Il M5S e la legge ferrea dell’oligarchia

Finalmente anche il M5S è diventato un partito politico in senso classico. Nel 1911 Roberto Michels aveva elaborato la sua teoria della legge ferrea dell’oligarchia: prima o poi un partito politico diventa una struttura governata da poche persone che decidono al posto di tutti. In questa crisi di governo, abbiamo visto una nuova fase dei Cinque Stelle, forse l’ultima, con una regia verticistica fatta da pochi dirigenti, e con buona pace della democrazia diretta e del principio ‘uno vale uno’. Anche in altre occasioni questo principio era stato palesemente disatteso. Ma questa volta è ancora più eclatante, vista la posta in gioco. Ancora una volta la legge ferrea di Michels ha fatto centro.

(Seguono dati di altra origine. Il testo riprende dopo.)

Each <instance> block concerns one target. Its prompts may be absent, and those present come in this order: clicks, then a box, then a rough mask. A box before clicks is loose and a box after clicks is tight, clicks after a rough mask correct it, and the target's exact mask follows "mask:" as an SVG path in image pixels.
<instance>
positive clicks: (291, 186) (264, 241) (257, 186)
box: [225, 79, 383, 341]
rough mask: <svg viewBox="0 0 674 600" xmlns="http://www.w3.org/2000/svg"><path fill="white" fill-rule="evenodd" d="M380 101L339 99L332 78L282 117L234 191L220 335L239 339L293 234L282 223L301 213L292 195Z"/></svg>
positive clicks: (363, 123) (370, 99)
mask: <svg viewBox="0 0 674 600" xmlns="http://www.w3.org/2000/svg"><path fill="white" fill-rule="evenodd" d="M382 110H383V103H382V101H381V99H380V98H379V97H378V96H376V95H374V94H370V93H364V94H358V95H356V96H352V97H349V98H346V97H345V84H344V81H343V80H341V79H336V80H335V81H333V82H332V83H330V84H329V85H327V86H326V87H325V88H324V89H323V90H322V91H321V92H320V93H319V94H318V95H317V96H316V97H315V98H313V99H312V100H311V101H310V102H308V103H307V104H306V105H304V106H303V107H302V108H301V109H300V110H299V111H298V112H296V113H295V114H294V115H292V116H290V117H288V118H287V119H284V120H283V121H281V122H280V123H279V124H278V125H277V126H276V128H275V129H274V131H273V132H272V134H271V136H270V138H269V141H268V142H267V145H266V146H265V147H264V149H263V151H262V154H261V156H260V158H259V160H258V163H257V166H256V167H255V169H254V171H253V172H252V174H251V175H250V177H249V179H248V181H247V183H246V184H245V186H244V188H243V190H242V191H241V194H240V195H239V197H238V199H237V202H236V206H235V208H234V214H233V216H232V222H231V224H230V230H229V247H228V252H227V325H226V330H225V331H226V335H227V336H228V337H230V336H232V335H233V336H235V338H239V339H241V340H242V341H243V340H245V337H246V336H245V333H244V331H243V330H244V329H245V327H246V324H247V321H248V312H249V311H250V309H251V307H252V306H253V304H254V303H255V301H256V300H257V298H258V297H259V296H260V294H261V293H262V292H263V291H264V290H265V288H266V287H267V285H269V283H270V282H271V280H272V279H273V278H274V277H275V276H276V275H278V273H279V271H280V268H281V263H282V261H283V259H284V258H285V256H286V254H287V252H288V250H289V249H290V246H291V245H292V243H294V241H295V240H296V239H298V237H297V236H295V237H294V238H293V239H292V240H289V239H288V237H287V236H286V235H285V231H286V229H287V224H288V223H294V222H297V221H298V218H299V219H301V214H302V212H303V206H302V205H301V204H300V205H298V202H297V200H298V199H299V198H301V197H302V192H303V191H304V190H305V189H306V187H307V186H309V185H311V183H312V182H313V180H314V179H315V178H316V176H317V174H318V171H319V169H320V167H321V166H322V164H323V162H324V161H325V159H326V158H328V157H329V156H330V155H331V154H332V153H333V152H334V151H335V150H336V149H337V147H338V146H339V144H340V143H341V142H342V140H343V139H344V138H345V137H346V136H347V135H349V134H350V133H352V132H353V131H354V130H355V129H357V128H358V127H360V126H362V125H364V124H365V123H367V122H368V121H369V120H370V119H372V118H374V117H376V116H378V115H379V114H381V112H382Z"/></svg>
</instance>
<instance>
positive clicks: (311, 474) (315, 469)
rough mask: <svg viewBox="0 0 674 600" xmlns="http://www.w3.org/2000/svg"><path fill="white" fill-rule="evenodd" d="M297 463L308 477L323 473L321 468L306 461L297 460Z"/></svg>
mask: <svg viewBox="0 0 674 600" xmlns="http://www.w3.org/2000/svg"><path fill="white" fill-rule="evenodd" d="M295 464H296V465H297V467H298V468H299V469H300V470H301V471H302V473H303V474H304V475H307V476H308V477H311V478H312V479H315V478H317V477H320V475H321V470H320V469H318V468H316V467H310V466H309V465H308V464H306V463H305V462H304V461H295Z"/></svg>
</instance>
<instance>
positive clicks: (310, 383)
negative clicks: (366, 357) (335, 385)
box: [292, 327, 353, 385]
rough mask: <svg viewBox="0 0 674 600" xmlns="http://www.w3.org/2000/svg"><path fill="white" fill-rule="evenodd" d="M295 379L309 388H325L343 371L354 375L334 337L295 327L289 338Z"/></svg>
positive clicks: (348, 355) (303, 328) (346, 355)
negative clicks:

Come corollario di questa legge, i grillini possono ora districarsi liberamente nel sistema, tra l’altro con una carica di trasformismo da partito adulto, pienamente inserito nelle logiche più mature della Repubblica. I sogni rivoluzionari sono alle spalle. Robespierre è ampiamente sostituito da Talleyrand.
Certo, la piattaforma rimane ancora il tempio della democrazia interna, ma fa da cornice alle liturgie di pochi garanti e garantiti. Riusciranno i novelli oligarchi a spiegare alla loro base non un accordo con il Pd, ma il fatto che sono diventati come gli altri? Con l’aggravante che la loro natura post-ideologica consente ai 5S di utilizzare i due forni meglio di Andreotti. Diranno che hanno stilato un nuovo contratto, questo rito della Terza Repubblica che nobilita ogni genere di ammucchiata e che fa tanto rimpiangere il bipolarismo di qualche anno fa. Almeno allora si potevano scegliere coalizioni, programmi e premier prima delle elezioni. Tra l’altro, a proposito di contratto, non può sfuggire un piccolo dettaglio di merito: Lega e M5S erano i vincitori di una tornata elettorale e, nell’impossibilità di formare un altro governo, hanno provato una convergenza di tipo contrattuale, sapendo in fondo che sarebbe durata poco.
Il contratto con le sinistre sarebbe invece una convenzione tra minoranze, come hanno sancito le ultime elezioni per il Parlamento europeo e per le amministrative. Non è la stessa cosa. E questo non sfuggirà a nessuno, almeno così ci auguriamo. In alternativa, avremo un’altra frattura tra la volontà popolare e le oligarchie. In attesa di riforme che possano tutelare la prima dalle seconde.